Charles Smith

(c1715 - 1762)

Charles Smith had a varied and inconsistent career as: topographer; local historian; an apothecary in Dungarvan, County Waterford (1740); and in 1744, as “an itinerant inquirer” for the Physico-Historical Society in Dublin, commissioned with collecting topographical, historical, and antiquarian information for the counties of Munster. He was very interested in “meterological and natural oddities” (Magennis).

His first forays into topography were the chapters about Cork and Waterford for an unpublished natural history atlas of the counties of Ireland in about 1738. In 1744, he contributed to The Antient and Present State of County Down, mostly by Walter Harris.
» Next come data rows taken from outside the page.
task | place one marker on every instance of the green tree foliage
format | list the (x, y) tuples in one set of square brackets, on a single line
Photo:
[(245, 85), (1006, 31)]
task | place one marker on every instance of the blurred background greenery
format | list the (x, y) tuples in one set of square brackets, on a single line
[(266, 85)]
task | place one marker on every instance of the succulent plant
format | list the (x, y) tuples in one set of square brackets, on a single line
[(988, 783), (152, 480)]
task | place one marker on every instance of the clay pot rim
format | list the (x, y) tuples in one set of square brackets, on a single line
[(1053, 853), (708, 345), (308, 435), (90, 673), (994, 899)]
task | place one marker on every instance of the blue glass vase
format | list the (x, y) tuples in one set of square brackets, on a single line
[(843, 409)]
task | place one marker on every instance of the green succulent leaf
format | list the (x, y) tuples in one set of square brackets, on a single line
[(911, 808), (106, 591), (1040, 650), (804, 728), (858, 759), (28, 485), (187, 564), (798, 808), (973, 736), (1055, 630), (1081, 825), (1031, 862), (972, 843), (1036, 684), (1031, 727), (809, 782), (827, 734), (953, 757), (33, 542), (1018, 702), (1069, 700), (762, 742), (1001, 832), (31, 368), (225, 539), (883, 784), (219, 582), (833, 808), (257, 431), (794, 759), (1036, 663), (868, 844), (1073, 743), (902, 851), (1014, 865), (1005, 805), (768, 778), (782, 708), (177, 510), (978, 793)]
This was followed by The Antient and Present State of County Waterford (1746), The Antient and Present State of the County and City of Cork(1750), and The Antient and Present State of County Kerry (1756). He left similar surveys of Clare, Limerick, and Tipperary, unfinished in manuscript.

In July 1756 Smith and “some medical friends founded the Medico-Philosophical Society in Dublin to inform others of medical advances and develop areas of intellectual curiosity for physicians. He was the author of the society’s Discourses (1758), in which he outlined its aims and appealed for more members to support this second attempt to cultivate Irish enlightenment. The society prospered, and Smith enjoyed a happier time than when in the Physico-Historical Society until this was cut short by his sudden death from gout in July 1762 while on a visit to Bristol, where he was buried” (Eoin Magennis, for DNB online).